As benfeitorias úteis devem ser autorizadas pelo proprietário do imóvel. Normalmente são melhorias que vão aumentar ou facilitar o uso do imóvel. Por exemplo, construir uma parede numa sala. Se aquela parede vai valorizar o imóvel e é funcional, Observa Costa, pode haver negociação entre o dono e o inquilino. ''Todas essas melhorias estão previstas na Lei de Inquilinato (8245/91) e é só uma questão de consenso entre o inquilino e o locador. Temos negociado nesse sentido e não temos tido problemas'', afirma Costa.

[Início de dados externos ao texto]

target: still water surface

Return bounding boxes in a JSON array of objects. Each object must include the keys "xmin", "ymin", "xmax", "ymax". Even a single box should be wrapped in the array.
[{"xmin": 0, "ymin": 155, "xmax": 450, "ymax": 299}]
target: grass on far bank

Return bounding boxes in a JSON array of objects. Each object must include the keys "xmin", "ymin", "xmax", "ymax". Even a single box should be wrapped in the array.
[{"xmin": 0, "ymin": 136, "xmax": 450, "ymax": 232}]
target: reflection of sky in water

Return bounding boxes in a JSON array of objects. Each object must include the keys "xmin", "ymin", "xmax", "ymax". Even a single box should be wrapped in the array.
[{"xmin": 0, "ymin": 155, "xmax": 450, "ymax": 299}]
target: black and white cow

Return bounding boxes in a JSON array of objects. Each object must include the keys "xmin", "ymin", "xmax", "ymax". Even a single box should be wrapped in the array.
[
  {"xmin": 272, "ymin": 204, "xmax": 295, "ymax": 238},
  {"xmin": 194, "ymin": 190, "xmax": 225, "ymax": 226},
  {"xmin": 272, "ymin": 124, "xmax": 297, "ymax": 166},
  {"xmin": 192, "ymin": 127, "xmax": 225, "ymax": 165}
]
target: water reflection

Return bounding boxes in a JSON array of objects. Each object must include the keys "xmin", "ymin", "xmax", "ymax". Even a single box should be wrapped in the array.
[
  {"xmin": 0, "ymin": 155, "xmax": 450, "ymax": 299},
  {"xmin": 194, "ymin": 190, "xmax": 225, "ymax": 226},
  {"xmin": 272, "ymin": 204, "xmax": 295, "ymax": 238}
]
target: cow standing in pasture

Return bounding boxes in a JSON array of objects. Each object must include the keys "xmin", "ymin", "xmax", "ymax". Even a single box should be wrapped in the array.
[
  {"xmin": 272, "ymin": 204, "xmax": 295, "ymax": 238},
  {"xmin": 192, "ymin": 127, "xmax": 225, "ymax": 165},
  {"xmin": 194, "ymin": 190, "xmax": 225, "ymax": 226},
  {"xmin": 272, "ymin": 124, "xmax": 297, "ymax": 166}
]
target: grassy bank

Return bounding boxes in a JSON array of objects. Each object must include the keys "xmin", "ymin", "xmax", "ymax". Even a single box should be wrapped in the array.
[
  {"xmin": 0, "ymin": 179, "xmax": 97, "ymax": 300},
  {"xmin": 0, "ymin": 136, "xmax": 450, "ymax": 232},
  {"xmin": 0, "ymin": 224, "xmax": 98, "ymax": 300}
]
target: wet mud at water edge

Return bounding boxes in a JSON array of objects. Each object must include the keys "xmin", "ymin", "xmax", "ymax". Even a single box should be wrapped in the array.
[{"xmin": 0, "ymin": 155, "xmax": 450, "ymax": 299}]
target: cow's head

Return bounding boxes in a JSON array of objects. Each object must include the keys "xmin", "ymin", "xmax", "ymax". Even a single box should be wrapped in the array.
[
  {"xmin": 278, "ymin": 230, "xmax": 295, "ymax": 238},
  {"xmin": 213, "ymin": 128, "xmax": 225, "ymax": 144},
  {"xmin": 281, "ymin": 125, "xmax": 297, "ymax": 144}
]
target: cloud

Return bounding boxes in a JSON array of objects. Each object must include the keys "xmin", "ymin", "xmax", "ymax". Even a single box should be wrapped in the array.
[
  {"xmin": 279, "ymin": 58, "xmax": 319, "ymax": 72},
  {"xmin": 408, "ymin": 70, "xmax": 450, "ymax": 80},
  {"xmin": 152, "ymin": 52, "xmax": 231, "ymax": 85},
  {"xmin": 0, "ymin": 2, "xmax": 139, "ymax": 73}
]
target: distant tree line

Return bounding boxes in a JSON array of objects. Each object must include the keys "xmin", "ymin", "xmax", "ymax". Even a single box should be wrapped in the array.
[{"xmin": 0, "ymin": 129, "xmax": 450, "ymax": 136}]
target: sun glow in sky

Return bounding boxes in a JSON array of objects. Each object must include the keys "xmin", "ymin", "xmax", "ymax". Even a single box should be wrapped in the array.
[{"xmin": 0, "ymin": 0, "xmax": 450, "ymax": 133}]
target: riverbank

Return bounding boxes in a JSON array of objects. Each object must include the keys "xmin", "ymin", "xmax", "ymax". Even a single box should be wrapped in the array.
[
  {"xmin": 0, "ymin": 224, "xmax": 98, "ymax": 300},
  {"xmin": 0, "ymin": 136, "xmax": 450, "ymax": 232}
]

O gerente da Imobiliária Raul Fulgêncio, Júnior Machado, disse que uma boa conversa antes de qualquer reforma no imóvel aluguado é benvinda e evita problemas futuros. ''O mercado exige acordo e, bem conversado, na rescisão do contrato tudo pode terminar bem'', garante. Segundo ele, existe uma cláusula no contrato de locação que diz que as reformas úteis, necessárias ou voluptuárias devem ser acordadas antes.
''Quando trata-se de uma reforma necessária, o inquilino pode fazer e depois pedir para ser ressarcido ou ter o aluguel com desconto. Já as úteis, tem que ser acordadas, vai depender do proprietário se ele vai querer fazê-la ou abater no preço do aluguel'', explica Júnior Machado. Ele lembra que as reformas de luxo também podem ser negociadas, mas vai depender do bom gosto do inquilino. Na rescisão, afirma Machado, o inquilino pode tentar negociar o gesso que ele colocou no teto pedindo desconto na pintura, que praticamente é obrigatória na maioria dos fins de contrato.